In June 2009, the Financial Accounting Standards Board (the “FASB”) issued amended standards for determining whether to consolidate a variable interest entity. These new standards amend the evaluation criteria to identify the primary beneficiary of a variable interest entity and require ongoing reassessment of whether an enterprise is the primary beneficiary of the variable interest entity. The provisions of the new standards are effective for annual reporting periods beginning after November 15, 2009 and interim periods within those fiscal years. These standards became effective for us in the first quarter of fiscal 2010. The adoption of the new standards will not have an impact on our consolidated financial position, results of operations and cash flows.

In January 2010, the FASB issued Accounting Standards Update No. 2010-06, “Fair Value Measurements Disclosures,” which amends Subtopic 820-10 of the FASB Accounting Standards Codification to require new disclosures for fair value measurements and provides clarification for existing disclosure requirements. More specifically, this update will require (a) an entity to disclose separately the amounts of significant transfers in and out of Levels 1 and 2 fair value measurements and to describe the reasons for the transfers; and (b) information about purchases, sales, issuances and settlements to be presented separately (i.e. present the activity on a gross basis rather than net) in the reconciliation for fair value measurements using significant, unobservable inputs (Level 3 inputs). This update clarifies existing disclosure requirements for the level of disaggregation used for classes of assets and liabilities measured at fair value, and requires disclosure about the valuation techniques and inputs used to measure fair value for both recurring and nonrecurring fair value measurements using Level 2 and Level 3 inputs. We do not anticipate that the adoption of this standard will materially expand our consolidated financial statement footnote disclosures.

The three levels of the fair value hierarchy are:

 
Level 1 – Unadjusted quoted prices in active markets for identical assets or liabilities;

 
Level 2 – Inputs other than quoted prices that are observable for the asset or liability either directly or indirectly; and

 
Level 3 – Inputs that are not based on observable market data.

In February 2010, the FASB issued Accounting Standards Update No. 2010-09, “Subsequent Events,” which amends ASC 855 to address certain implementation issues, including: (1) eliminating the requirement for a filer with the United States Securities and Exchange Commission (the “SEC”) to disclose the date through which it has evaluated subsequent events; and (2) refining the scope of the disclosure requirements for reissued financial statements.  The provisions of the update will be effective upon issuance.  The adoption of the update will not have an impact on our consolidated financial position, results of operations and cash flows.

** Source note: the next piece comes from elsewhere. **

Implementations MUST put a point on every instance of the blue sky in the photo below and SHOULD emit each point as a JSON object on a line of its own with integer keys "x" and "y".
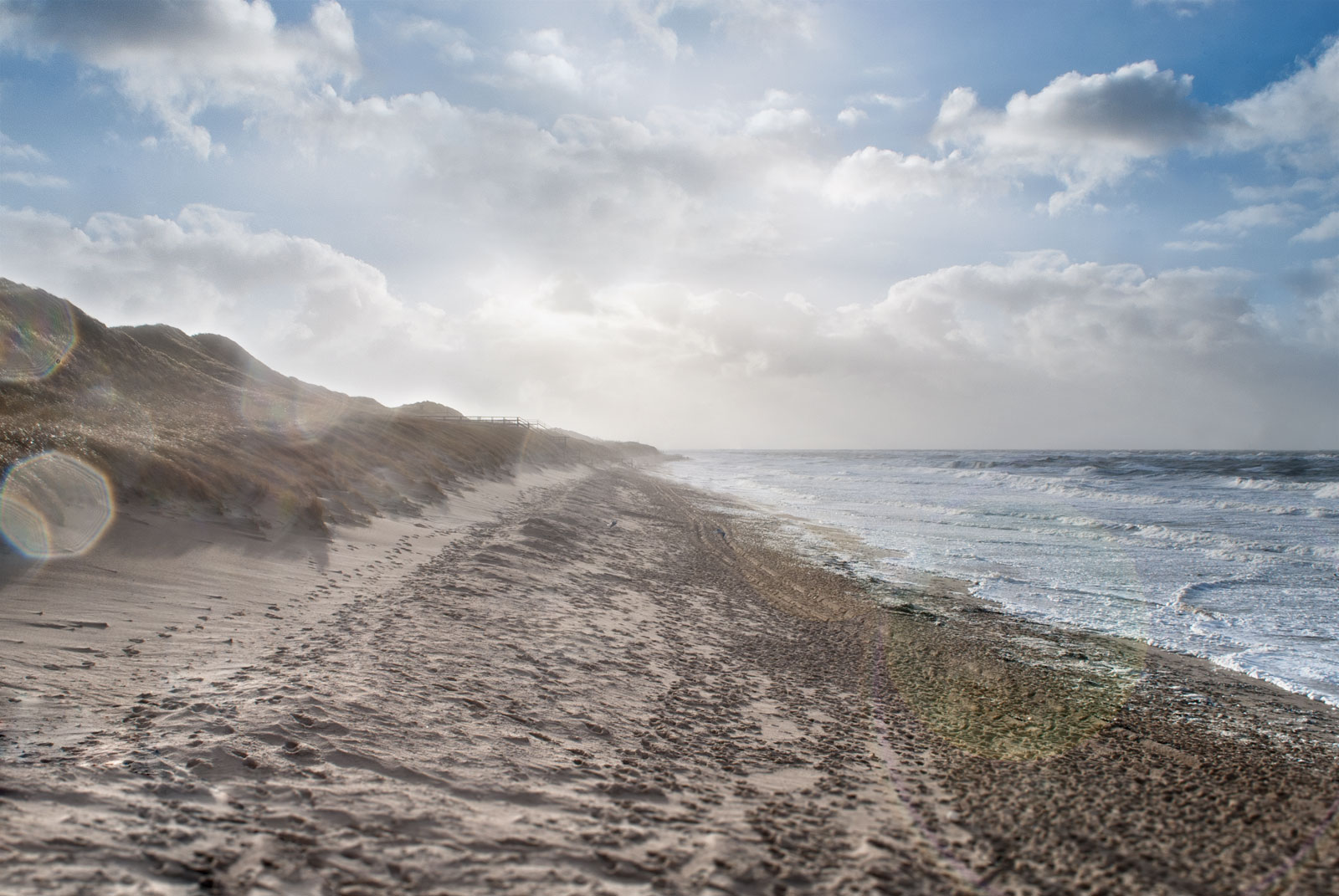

17.           Related party transactions

On April 1, 2009, we entered into an agreement with Sierra Partners LLC (“Sierra”) pursuant to which Sierra agreed to provide us with investor relations and corporate finance consulting services.  The founder and partner of Sierra is also one of our directors. Under the terms of the agreement, Sierra will provide us with consulting services commencing April 1, 2009 and ending on March 31, 2010, with the agreement continuing thereafter on a month-to-month basis beginning April 1, 2010.  Sierra will assist us with our efforts to maintain an investor relations program and provide support and analysis of our general corporate finance and strategy efforts.  As compensation for these services, we agreed to pay to Sierra a monthly retainer fee of $10,000 during the term of the agreement and issue to Sierra 60,000 of our stock options.  As of June 30, 2010, we had made payments to Sierra under the agreement totaling $150,000; of which $60,000 had been paid during the six-month period ended June 30, 2010, and had issued the 60,000 stock options to Sierra with a recorded expense of $50,386.